From left: Ryan Henrickson, Rebecca Harding, Jeff Dolezal, and Chris Houston.

From left: Ryan Henrickson, Rebecca Harding, Jeff Dolezal, and Chris Houston.

Q: Any mentors that have influenced you? Other influences on your design tastes, methods?

A: My father is an oral surgeon and an amazing artist. As children, he used to show my sister and me some pretty gruesome slides of some of his surgeries. I was fascinated by how he could turn a mangled face back into something beautiful again. The precision with which he manipulated bone, muscle, and cartilage while controlling proportion and angles was magical. The combination of science and artistry was a concept I have been obsessed with since I can remember. The practice of architecture is very similar (although a life is not on the line). Other influences include Bauhaus architect, Le Corbusier, for his pure and streamlined designs in architecture and furniture; and Modernist architect, Sverre Fehn, for his sensitivity to context and beauty. Both of these elements can yield very diverse design solutions, but to me, they are very important to the foundations of architecture.
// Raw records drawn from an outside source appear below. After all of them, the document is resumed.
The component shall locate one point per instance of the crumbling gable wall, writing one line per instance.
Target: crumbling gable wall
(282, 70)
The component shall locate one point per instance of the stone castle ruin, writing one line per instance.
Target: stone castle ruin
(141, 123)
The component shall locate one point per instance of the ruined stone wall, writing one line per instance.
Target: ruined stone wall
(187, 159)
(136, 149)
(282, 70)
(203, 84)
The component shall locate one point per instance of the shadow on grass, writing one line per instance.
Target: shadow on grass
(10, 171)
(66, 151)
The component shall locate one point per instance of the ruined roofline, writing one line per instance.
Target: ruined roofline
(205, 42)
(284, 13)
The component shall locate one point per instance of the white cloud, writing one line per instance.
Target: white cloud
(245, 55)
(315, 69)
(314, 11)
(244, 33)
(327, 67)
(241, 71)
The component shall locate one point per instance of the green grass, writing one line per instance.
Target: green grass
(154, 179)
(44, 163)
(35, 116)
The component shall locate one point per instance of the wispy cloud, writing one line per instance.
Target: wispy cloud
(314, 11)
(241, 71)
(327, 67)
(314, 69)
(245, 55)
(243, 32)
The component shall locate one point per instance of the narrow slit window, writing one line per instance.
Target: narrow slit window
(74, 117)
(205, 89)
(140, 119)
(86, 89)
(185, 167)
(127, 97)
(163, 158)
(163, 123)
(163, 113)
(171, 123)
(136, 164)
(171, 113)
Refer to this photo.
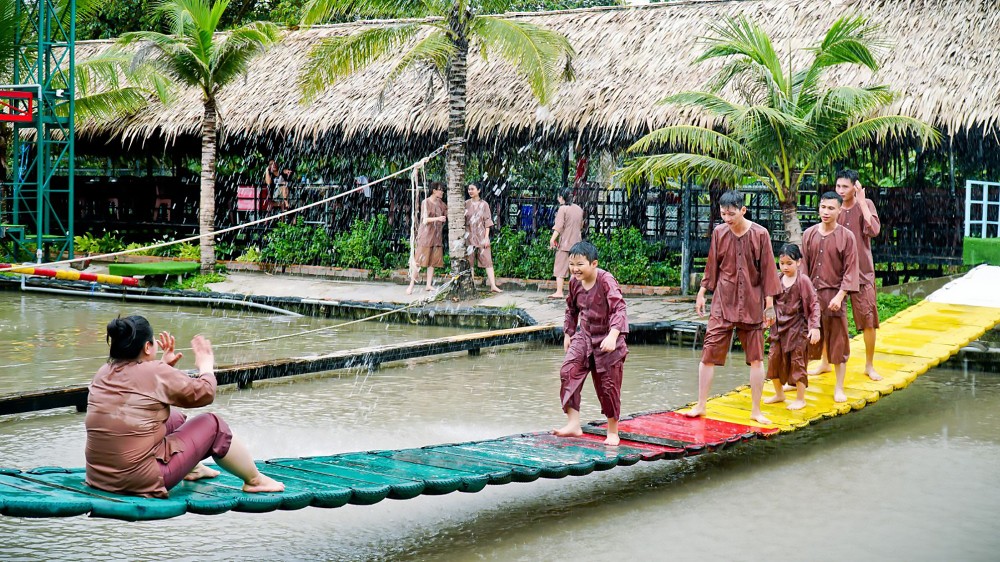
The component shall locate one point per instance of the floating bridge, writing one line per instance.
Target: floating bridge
(909, 344)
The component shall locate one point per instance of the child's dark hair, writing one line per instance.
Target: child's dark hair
(731, 199)
(847, 174)
(832, 195)
(127, 336)
(567, 195)
(791, 251)
(585, 249)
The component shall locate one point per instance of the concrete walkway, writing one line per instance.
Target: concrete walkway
(534, 302)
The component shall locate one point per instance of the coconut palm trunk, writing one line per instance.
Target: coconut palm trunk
(206, 218)
(455, 164)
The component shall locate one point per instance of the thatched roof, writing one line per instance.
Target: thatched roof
(944, 63)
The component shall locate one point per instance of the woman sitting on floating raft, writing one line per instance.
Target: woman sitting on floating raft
(136, 442)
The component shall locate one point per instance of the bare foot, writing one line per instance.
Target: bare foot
(821, 368)
(201, 471)
(796, 405)
(568, 430)
(695, 412)
(262, 483)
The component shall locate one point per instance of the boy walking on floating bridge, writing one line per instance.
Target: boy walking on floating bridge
(830, 260)
(860, 217)
(597, 346)
(741, 274)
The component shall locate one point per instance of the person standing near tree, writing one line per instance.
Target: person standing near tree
(741, 274)
(860, 217)
(428, 249)
(566, 232)
(830, 260)
(478, 220)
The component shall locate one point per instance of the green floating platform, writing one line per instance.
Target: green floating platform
(360, 478)
(154, 268)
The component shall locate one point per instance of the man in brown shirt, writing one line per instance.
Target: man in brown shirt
(860, 217)
(566, 232)
(428, 248)
(830, 260)
(743, 278)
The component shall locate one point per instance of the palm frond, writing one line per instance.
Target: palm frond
(435, 51)
(660, 168)
(540, 55)
(708, 101)
(876, 129)
(742, 38)
(337, 57)
(319, 11)
(697, 140)
(233, 51)
(851, 40)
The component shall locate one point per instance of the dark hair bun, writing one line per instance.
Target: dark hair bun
(127, 336)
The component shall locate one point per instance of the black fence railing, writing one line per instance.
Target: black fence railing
(919, 226)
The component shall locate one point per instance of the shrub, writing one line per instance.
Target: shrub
(298, 243)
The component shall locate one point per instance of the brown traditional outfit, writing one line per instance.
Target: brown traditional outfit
(478, 220)
(569, 225)
(135, 443)
(864, 305)
(831, 263)
(598, 310)
(740, 273)
(797, 312)
(429, 248)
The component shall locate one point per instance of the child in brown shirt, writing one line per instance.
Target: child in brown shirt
(598, 346)
(830, 260)
(796, 326)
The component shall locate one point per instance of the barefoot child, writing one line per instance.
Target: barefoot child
(428, 250)
(860, 217)
(740, 273)
(797, 325)
(598, 346)
(830, 261)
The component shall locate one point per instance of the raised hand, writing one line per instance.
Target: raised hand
(168, 346)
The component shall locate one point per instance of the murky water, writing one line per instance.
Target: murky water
(912, 478)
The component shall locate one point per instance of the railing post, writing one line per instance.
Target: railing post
(686, 238)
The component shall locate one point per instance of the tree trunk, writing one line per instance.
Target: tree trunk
(455, 163)
(206, 211)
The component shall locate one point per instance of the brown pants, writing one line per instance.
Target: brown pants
(607, 384)
(788, 365)
(203, 436)
(718, 338)
(864, 308)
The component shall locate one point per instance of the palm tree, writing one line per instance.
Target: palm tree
(543, 57)
(195, 55)
(790, 122)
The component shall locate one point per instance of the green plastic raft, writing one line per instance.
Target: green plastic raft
(364, 478)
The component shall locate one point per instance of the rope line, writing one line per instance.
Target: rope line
(419, 163)
(417, 170)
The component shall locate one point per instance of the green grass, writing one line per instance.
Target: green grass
(981, 250)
It’s true that beauty is somewhat subjective, but beauty can be universal elements like proportion, scale, rhythm, etc. For me, it manifests itself in everything from a field of corn in the middle of summer (viewed from any elevation or angle), to the reflection of the sky in a puddle of water in the driveway.

Q: What are some trends you’re seeing in residential and/or commercial architectural design in Omaha?

A: When I first started practicing in Omaha 16 years ago, it was difficult to get clients to stretch out of their comfort zones. Reputation and trust comes from past projects and what you’re able to physically show the client that’s real. Most people have a hard time understanding abstract concepts or unusual materials until they see them, or can touch them. However, architecture isn’t just about design in the physical sense. We work with many clients on strategic facilities planning; where we help them make decisions on how much space they really need or can grow into. I think this type of service is what makes us really valuable, not just that we’re good designers but we also help people plan their projects and make good decisions at the beginning of the process. This planning works for most project types: residential, commercial, retail, corporate offices, etc. We definitely are seeing an upswing in the market right now.

Q: Tell us a bit about you personally. What do you enjoy in your leisure time?

A: I was born and raised in Omaha and attended Westside High School. I was a competitive figure skater up to about the age of 12. When I retired the skates, I took up many other sports and have continued to be active in my adult life. I enjoy running…Not only is it great exercise, it’s great therapy. The stresses of life and work seem to melt away with every step on the pavement. I hope to sign up for another marathon in 2013. I have been married to Brinker Harding for 13 years and have two daughters, Elizabeth (10) and Grace (7). I am truly blessed by them! They remind me what is really important in life—family, humility, love, joy.